The whole mess began, I should note, after federal authorities transferred Lopez-Sanchez to San Francisco because of a 20-year-old warrant for his arrest on marijuana charges. That transfer never should have happened, and Steinle would be alive today if there had been no marijuana warrant lingering. It is nearly impossible for a prosecutor to win such a moldy drug case. After the district attorney dropped the case, the Sheriff’s Department freed Sanchez in keeping with a 2013 ordinance that prohibits local enforcement from honoring ICE detainer requests unless an undocumented immigrant has been convicted of a violent felony in the past seven years. (The new sheriff, Vicki Hennessy, says she is working closely with the district attorney to prevent inmate transfers on charges that are bound to be dropped.)

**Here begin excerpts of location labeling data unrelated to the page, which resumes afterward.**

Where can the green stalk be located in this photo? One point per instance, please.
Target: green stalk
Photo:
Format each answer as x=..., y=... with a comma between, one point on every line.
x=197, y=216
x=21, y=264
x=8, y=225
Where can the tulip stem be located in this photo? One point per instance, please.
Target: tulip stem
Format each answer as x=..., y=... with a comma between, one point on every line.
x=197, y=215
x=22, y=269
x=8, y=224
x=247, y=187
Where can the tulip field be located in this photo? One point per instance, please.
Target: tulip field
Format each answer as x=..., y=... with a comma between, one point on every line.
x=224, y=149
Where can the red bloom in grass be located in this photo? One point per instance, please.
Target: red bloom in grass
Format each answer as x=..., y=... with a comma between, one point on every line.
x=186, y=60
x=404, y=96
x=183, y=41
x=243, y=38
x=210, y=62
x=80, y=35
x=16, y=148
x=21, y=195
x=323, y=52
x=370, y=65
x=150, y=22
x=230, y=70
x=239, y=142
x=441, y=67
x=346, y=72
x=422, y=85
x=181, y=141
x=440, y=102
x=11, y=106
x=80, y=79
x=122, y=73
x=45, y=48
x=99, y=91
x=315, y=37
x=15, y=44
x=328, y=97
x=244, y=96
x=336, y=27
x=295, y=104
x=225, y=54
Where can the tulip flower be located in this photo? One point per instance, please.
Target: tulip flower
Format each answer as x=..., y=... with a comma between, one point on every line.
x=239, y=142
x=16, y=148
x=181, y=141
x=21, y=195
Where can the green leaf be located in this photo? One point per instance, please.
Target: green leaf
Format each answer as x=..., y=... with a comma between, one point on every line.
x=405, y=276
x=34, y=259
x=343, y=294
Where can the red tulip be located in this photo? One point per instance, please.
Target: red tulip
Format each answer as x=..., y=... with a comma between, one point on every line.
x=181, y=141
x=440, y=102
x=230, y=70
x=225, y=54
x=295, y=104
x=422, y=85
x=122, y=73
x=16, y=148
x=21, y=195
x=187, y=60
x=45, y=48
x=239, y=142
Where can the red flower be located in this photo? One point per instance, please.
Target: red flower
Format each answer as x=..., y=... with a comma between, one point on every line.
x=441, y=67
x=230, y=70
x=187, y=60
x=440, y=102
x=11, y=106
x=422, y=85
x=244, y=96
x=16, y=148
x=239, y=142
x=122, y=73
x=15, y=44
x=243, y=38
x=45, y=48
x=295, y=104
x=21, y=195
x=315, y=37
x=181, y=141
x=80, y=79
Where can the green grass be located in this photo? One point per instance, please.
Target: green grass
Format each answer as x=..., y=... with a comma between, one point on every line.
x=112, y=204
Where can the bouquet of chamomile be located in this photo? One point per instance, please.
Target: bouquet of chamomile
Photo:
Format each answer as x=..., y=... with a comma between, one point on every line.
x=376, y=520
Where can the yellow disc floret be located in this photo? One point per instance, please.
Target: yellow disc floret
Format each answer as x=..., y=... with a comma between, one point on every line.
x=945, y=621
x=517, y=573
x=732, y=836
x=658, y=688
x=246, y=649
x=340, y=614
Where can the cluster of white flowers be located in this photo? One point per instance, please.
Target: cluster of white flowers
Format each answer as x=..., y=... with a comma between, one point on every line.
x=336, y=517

The scene, however, was set: Mirkarimi had doubled down on the dangerous Due Process for All Ordinance when he issued a March 2015 memo that prohibited his staff from communicating with ICE. Steinle family attorney Frank Pitre blames the memo, not the 2013 ordinance, for freeing Lopez-Sanchez. An earlier statute, Pitre maintains, stipulates that the sanctuary city ordinance does not prohibit local law enforcement from communicating with immigration officials when an undocumented immigrant is booked on felony charges.

The Steinle lawyer is downplaying the 2013 ordinance that tells local law enforcement to protect any undocumented immigrant with multiple felony convictions if they are not for violent crimes. That’s happening just as the Board of Supervisors is poised to pass legislation to allow the sheriff to communicate with ICE. The qualifiers: if a defendant has been convicted of a violent felony in the past seven years, a serious felony in the past five years or three serious or violent felonies in the past 10 years. There’s more: A judge also must find probable cause that there will be a conviction on the current charge. Otherwise, no contact.

I asked Hennessy whether Pitre is right when he says she has the discretion to talk with ICE. “The city attorney has informed me that I can do it, but I’ve agreed to agree with the spirit and intent of the sanctuary city law.” And: “We retained the ability to take action on the most serious cases.”

But that’s not true. Under the proposed ordinance, someone like Lopez-Sanchez, who was convicted on seven nonviolent felony counts, would be shielded from an ICE detainer request. Of political necessity, Hennessy is agreeing to tie her hands. She believes that her heightened scrutiny of warrants would keep another Lopez-Sanchez out. OK, but what about the next undocumented immigrant who is a career criminal but doesn’t have a decades-old marijuana charge and is in jail facing new charges? If he doesn’t want to be deported, the safest place for that guy is a San Francisco jail.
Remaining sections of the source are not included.